Fourth Judicial District - El Paso County Court Judge
Honorable Christopher Edward Acker
Retention Year: 2014
Recommendation: Meets Performance Standard
The Fourth Judicial District Commission on Judicial Performance recommends, by a vote of 5-3 that Judge Christopher Edward Acker BE RETAINED.
Judge Acker graduated from the University of Northern Colorado in 1981 with a Bachelor’s degree in Business Administration. Thereafter, he attended law school at the University of Santa Clara where he graduated in 1987. Prior to becoming a judge, he worked as an Associate Attorney for the law firm of Hecox, Tolley, Keene and Beltz P.C. He also was in private practice where he focused on real estate and juvenile law. Judge Acker was appointed to the bench in March 2003. Of note, Judge Acker was a founding member of the Personal Recognizance Bond Committee, which created and developed the personal recognizance bond process for the 4th Judicial District. He was also selected as President of Colorado County Court Judges Association and as President for the Trial Judges Council for the Colorado District and County Court Judges.
Judge Acker participated in a self-evaluation program and submitted written opinions to the Commission. He was also observed in court proceedings and was interviewed in person by the Commission. Judge Acker is currently the liaison for the Useful Public Service. Judge Acker was evaluated by 137 attorneys and 197 non-attorneys over a 4-year period. Among the attorneys 64% recommended that he be retained, 29% recommended not to retain and 8% made no recommendation regarding retention. Among the non-attorneys 80% recommended that he be retained, 13% recommended not to retain and 6% made no recommendation regarding retention. (These percentages may not total 100% due to rounding).

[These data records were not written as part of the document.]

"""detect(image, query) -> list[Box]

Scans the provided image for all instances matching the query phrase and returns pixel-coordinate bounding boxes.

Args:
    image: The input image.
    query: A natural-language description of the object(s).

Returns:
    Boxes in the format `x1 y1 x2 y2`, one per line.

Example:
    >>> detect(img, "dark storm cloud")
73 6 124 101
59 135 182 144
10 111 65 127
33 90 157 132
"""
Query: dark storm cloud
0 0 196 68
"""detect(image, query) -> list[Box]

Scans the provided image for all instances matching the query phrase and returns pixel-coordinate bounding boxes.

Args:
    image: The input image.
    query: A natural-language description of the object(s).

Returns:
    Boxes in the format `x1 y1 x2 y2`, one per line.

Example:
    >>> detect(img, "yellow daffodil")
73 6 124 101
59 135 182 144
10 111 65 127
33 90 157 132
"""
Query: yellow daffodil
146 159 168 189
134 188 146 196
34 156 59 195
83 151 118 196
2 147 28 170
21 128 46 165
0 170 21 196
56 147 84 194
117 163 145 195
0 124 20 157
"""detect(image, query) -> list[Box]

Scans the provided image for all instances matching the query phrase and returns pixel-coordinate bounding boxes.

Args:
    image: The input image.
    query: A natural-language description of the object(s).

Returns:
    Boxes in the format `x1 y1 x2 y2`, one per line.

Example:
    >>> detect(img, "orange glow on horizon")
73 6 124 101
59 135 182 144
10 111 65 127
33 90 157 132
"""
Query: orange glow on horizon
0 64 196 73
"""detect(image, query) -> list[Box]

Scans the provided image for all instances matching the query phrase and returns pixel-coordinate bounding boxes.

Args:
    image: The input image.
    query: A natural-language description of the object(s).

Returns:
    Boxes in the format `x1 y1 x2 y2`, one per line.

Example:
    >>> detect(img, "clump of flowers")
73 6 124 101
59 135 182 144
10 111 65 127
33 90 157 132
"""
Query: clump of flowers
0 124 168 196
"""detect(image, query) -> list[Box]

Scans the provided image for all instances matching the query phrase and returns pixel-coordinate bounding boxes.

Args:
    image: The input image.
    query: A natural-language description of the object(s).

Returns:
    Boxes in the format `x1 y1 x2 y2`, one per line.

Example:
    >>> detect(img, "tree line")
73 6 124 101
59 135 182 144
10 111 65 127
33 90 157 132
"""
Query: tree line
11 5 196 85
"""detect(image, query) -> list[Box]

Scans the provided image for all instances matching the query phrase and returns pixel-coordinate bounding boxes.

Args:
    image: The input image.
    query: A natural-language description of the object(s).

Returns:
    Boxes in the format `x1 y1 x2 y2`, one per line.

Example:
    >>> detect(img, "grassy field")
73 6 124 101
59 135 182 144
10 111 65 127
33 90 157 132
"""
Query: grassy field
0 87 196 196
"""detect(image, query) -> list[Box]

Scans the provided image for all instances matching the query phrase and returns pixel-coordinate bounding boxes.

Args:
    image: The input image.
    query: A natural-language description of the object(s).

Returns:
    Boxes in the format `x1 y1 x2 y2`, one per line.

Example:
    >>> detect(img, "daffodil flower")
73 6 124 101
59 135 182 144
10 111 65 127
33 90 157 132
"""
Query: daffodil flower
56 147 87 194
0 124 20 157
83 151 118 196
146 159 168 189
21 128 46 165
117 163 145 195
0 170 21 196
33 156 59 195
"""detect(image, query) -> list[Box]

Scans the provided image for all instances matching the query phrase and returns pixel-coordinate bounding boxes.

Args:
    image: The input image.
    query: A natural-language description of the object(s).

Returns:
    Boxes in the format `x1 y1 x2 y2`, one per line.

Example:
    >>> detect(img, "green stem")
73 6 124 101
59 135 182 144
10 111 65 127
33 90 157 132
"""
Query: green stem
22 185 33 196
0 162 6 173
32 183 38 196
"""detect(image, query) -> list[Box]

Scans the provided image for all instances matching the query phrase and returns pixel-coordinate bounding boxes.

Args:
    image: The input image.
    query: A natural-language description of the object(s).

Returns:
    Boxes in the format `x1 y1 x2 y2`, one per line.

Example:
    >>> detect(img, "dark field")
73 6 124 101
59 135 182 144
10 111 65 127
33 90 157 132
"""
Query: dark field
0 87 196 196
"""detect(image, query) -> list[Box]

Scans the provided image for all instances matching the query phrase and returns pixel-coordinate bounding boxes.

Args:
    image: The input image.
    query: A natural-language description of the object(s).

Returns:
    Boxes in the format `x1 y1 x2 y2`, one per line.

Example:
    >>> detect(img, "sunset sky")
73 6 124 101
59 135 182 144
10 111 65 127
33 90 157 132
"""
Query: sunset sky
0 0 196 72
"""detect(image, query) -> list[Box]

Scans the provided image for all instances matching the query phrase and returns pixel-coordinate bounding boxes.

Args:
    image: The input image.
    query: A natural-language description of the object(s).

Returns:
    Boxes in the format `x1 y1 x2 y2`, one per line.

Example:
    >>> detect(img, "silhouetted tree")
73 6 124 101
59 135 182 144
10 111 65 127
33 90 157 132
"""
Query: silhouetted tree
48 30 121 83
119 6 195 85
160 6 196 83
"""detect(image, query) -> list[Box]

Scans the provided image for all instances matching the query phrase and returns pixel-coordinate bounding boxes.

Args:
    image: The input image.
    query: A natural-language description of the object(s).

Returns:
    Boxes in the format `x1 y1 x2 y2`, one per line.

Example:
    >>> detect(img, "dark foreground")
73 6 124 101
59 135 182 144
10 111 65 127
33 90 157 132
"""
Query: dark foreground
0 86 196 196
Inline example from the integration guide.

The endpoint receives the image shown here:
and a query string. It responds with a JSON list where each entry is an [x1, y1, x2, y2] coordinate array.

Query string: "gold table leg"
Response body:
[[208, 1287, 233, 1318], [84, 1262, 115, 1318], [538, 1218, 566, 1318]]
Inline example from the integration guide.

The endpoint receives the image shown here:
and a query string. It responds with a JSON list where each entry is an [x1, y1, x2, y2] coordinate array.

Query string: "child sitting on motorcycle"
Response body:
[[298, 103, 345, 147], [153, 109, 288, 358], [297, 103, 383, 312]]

Judge Acker was rated below average for all judges during this rating period by attorneys and non-attorneys alike. He was also rated below average in the criteria of Case Management, Application and Knowledge of the Law, Communications, Demeanor and Diligence. Similarly, he was also seen as a judge with a bias for the prosecution. A majority of Commission members was satisfied that he should be retained. However, a minority of Commission members felt that he met only the minimum standards.